Grande Sertão é um grande acerto do cinema nacional, conquistado a partir da visão irretocável de Guel Arraes da releitura contemporânea do clássico da literatura “Grande Sertão: Veredas”, de Guimarães Rosa. E se há algo na arte que mais me encanta é a poesia das cenas, dos sons, dos olhares e claro, de uma boa direção.
O filme
“Grande Sertão,” dirigido por Guel Arraes, é uma obra cinematográfica que se destaca pela impecável direção, capaz de transformar a poesia em imagens vivas e coloridas, e de dar asas à imaginação do espectador. Arraes, com sua visão única, consegue transpor a essência literária do clássico de Guimarães Rosa para a tela, criando um universo visualmente deslumbrante e poeticamente envolvente.
A atualização da história original, que transporta os jagunços do sertão para as organizações criminosas de uma periferia urbana cercada por muros gigantescos, provoca reflexões profundas. O filme questiona se o futuro é sempre um reflexo de nossos anseios passados. Será que Guimarães Rosa imaginou sua obra tanto para o seu tempo quanto para o futuro? O filme sugere que, em cada etapa da sociedade, revisitamos os ensinamentos dos antigos escritores e filósofos, buscando respostas para os dilemas contemporâneos?
Roteiro honra obra de Guimarães Rosa e honra sua ousadia através do tempo
O roteiro de “Grande Sertão” transcende ao abordar temas de grande relevância social e política, os mesmos que Guimarães Rosa já ousava explorar em sua obra original. A adaptação para o cinema não só honra a profundidade literária do clássico, mas também atualiza suas questões para refletir os desafios contemporâneos. Desigualdade social, política, sexualidade e homossexualidade são tratados com sensibilidade e profundidade, promovendo uma reflexão necessária sobre nossa sociedade.
A desigualdade social, tema central tanto na obra original quanto na adaptação, é apresentada de forma crua e realista. A transposição dos jagunços para as organizações criminosas urbanas destacam como a marginalização e a falta de oportunidades perpetuam ciclos de violência e pobreza.
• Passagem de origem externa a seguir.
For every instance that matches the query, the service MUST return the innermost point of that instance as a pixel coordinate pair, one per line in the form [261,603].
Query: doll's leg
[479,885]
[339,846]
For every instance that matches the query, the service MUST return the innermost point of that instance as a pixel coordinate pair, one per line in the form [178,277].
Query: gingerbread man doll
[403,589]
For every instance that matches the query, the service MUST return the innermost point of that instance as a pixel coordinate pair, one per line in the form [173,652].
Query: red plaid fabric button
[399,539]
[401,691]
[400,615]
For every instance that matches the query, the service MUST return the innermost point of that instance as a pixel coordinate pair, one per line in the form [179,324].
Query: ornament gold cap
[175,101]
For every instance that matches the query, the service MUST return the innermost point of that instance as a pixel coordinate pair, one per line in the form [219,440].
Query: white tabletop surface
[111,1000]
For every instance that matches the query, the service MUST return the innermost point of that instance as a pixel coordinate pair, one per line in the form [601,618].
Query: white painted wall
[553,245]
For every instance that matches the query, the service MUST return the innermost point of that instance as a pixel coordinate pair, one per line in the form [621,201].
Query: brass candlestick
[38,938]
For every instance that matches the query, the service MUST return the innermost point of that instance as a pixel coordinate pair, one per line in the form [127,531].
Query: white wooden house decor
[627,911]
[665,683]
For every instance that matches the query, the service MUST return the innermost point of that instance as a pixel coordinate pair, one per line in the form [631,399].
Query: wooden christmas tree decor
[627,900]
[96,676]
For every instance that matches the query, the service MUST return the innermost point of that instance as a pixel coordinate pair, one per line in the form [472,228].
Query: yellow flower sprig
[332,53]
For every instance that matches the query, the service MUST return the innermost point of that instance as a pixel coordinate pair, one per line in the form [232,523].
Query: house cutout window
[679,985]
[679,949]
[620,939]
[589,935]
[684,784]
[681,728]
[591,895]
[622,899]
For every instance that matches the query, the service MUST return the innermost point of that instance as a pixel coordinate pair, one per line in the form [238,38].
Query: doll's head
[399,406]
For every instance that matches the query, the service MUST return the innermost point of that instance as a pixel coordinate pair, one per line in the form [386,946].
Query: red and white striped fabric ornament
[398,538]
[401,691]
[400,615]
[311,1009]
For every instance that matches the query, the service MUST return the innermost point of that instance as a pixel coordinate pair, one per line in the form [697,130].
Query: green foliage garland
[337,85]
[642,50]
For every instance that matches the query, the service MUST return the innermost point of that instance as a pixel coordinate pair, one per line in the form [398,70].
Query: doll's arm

A violência nas periferias e o derramamento de sangue nas metrópoles são retratados de maneira visceral, evidenciando a brutalidade que permeia o cotidiano de muitos. Essas cenas nos confrontam com a realidade dura e muitas vezes ignorada de quem vive à margem da sociedade. A violência é apresentada não apenas como um fato, mas como uma consequência de sistemas injustos e opressivos.
Política, outro tema central, é abordada com uma crítica incisiva às dinâmicas de poder e corrupção que permeiam tanto o sertão quanto as metrópoles. O filme revela como as decisões políticas impactam diretamente a vida nas periferias, muitas vezes de maneira devastadora. A luta por justiça e a busca por mudanças estruturais são questões que ressoam ao longo da narrativa, convidando o espectador a refletir sobre seu próprio papel na construção de uma sociedade mais justa.
A relação entre Riobaldo e Diadorim é tratada com delicadeza, desafiando os preconceitos e normas de gênero. Essa abordagem oferece uma visão mais inclusiva e humana, promovendo a aceitação e o respeito pela diversidade sexual.
Grande Sertão faz jus ao título de Sétima Arte do cinema
A fotografia de “Grande Sertão” é uma obra-prima em si, mesclando habilmente tons de cinza para capturar a aridez e a rusticidade do Sertão com cores vivas e vibrantes que refletem os sentimentos e emoções dos personagens. Essa dualidade cromática não apenas define os ambientes, mas também intensifica a narrativa emocional, criando um contraste visual que destaca a profundidade dos conflitos internos e externos. Os tons de cinza evocam a dureza e a imutabilidade da paisagem sertaneja, que nesse caso aqui é concreto e cimento, enquanto as cores exuberantes dão vida às complexas relações humanas, permitindo ao público sentir a intensidade das paixões, dos sonhos e das dores vividas pelos protagonistas. Através dessa combinação, a fotografia transcende o mero cenário, tornando-se um elemento narrativo essencial que amplifica a experiência cinematográfica.
Experiência viva do teatro em tela, que vale a pena ser assistida no cinema
“Grande Sertão” proporciona uma experiência cinematográfica que se assemelha a viver o teatro em tela. A mescla de atuação teatral com nuances de arte circense, a fotografia que alterna entre tons de cinza e cores vibrantes, e a profunda exploração de temas sociais e existenciais fazem deste filme uma obra imperdível.
Assistir a “Grande Sertão” no cinema é mais do que ver um filme; é participar de uma experiência viva, intensa e transformadora, que ecoa os ensinamentos de Guimarães Rosa enquanto dialoga com as questões do nosso tempo. Vale a pena ser assistido, não apenas como uma adaptação literária, mas como uma celebração da arte em sua forma mais completa e emocionante.